相模原障害者施設殺傷事件を忘れてはいけない。

 みなさんはこの事件を覚えていますか?これは、2016年に有った事件です。元施設職員の人が夜中の施設に侵入して19人も殺した事件で戦後最悪とも言われた事件です。しかし、この事件は起こった事以上に自分や友人が戦慄を覚えたのは彼の発した「障害者は不幸を生むだけ、意思疎通の出来ない重度の障害者は不幸をもたらすだけで死んだほうがいい。」、彼が施設でどの様な思いで働いたかは知らない、しかし、この様な発言にSNSでは賛同の声が多かった事に対して戦慄を覚え、言い表せないやるせなさを感じた事は今でも思い返せる。何が怖いって言われると簡単な事だ。『障害者は⚪︎ねば良い』と平気で言える事が怖いと思ったし、自分は将来的に『言葉が人を死へと誘う』事が起きる将来が脳裏に浮かびました。

 少し脱線しましたが、『この事件の時にSNSで賛同してた人が今パラリンピックを見て楽しんでる人』もいる。上っ面だけかもしれないけど見てる人がいる。⚪︎ねば良いと言ってた人が裏垢で、別垢で、サブ垢で「パラリンピック凄いね!!」と言ってる人がいるこの今の構図、皆さんはこの現実に何を思いますか?



 

障害者はなりたくてなった訳じゃない。

 皆さんは、障害者というのはなりたくてなったと思いますか?『補助金がもらえるからなった』と思いますか?『なりたくてなった』と思いますか?そんな考えを持つ人はいないと思います。それよりこう考える人がいるのではないでしょうか?『自分達より楽してるくせにどうしてお金なんて貰っているんだよ。』と、そんな弱者はいなくなれば良いと。そんな人達にこの場を借りてハッキリ言わせてもらいます。

五体満足で話ができる事が、働けたりお金をもらえる事がどれだけ幸せなのか考えた事があるのかよ!!

 自分の祖父は2回も癌になって治療の結果舌がほぼ有りません。話す事だって、言いづらい所があり大変そうですし、話を聞く事も大変です。けど、一番大変なのは話しても伝わらないから必死に伝えようとする本人です。
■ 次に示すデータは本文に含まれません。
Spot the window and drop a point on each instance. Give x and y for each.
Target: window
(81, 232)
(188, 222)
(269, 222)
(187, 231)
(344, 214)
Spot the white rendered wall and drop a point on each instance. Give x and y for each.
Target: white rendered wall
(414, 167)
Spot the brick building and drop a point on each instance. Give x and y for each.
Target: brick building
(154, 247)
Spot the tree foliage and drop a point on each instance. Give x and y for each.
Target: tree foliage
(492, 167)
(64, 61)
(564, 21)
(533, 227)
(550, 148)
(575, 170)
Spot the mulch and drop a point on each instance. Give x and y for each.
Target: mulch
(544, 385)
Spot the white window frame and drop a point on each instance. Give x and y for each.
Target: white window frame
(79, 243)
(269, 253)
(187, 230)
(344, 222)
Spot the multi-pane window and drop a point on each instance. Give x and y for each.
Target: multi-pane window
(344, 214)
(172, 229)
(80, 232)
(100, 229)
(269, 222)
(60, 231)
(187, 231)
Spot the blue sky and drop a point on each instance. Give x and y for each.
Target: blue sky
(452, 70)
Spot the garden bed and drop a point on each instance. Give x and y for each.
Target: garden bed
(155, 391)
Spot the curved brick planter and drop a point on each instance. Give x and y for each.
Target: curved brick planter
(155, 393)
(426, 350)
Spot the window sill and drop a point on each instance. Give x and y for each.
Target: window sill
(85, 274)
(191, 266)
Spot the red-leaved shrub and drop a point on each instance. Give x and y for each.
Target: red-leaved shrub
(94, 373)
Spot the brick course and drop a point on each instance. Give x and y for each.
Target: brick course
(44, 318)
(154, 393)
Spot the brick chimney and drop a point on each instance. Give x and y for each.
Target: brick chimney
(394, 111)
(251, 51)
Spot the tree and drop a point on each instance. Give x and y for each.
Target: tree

祖父は癌になる前は普通に働いていましたし、友人に会ったりしました。しかし、癌になって話し声が聞きづらくなってからは友人と会う事は無くなりました。気を遣わせたくなかったからです。自分の友人の仕事先でも元はエリートと呼ばれてた人がいたそうです。しかし、度重なる過労の結果脳梗塞になってしまい、重度の障害者を追って頷く事やものを取ることが精一杯な程になってしまったそうです。そうやって必死に働いてたのにある日突然障害を負ってしまった。そんな人達に比べたら働ける事が素晴らしい事なんです。そして、何がきっかけで障害を負ってしまうかは人それぞれで、自分が同じ立場になる可能性だって有ります。なので決して障害を負う事は他人事でない事を忘れないでください。

 『弱者』に冷たい社会

 しかし、弱者に冷たいのは一部の人間だけなのでしょうか?それは違うと思います。と言うよりも、『自分より弱かったりメチャクチャ違ったりする人物』に冷たいのが今の社会だと思います。例えばいじめ問題、パワハラ問題、社会的地位や差別、誹謗中傷などそれは一部の人間が始めた事でしょう。しかし『同調』と言うもののせいでそれが伝染してしまう。発生源が力を持ったものや目立つ人物であればそれより下のものは従ってしまう。相模原殺傷事件も行動を起こした犯人を凄いと思い「そうだそうだ」と『同調』して意見を口にする。リアルや普通ならそんなことしないけど『周りがやってるから良いよね』と言った感覚麻痺のせいで起こってしまう。それをされたものが巡り巡って自分より弱者の人間を非難する。そう言う負の連鎖を断ち切る事ができないのが人間なのかもしれませんし、社会がそれを持ち込んでる時点で『平等主義』と言うのとは程遠いのかもしれませんし、今なら誰でも口に出して言える『言論の自由』は包丁の様に『使い方を誤ったら凶器になる』代物なのかもと常々考えてしまいます。

  まとめ

 皆さんはパラリンピックを楽しんでいますか?そして、楽しんでる方々で相模原殺傷事件があった日に賛同していませんよね?「悔い改めた』とか『考え直した』とか『そもそも口にしてない』と言う方々にもいじめや見て見ぬふりとかをしている人はいるのではないでしょうか?人はそれ程綺麗では有りません。そして、そんな方々にも忘れないでほしい『世の中には過去のこと不詳を忘れて楽しんでる人がいる。』と言うこと、明日何かあったら目の前のパラリンピックの選手の様に不自由になってしまう。そうなった時や生きてることに疲れた時、選手の人達から勇気をもらえるのではないでしょうか?あの人達は障害を持ちながらも楽しく、カッコよく生きてきたり闘っています。自分はあの選手の人達から『諦めないことの強さ』と言うのを感じました。結果がどうあれ、あの体で頑張ってる人達は凄いと思いますし明日は自分もそうなってるのかもと考えると「あの人達のように生きていこう」となります。
 最後に、今は生活習慣病というのが有ります。糖尿病とか良い例ですよね。あれは酷いと手足を切らないといけなくなります。『私は大丈夫!』なんて言える時代では無くなってきてるのでしょうなので明日嫌ってた障害者になるのは自分自身、『明日は我が身』と言うのが生きてる限り付き纏ってることをお忘れなく。そして、パラリンピックの前にその様な痛ましい事件があったことを忘れないでください。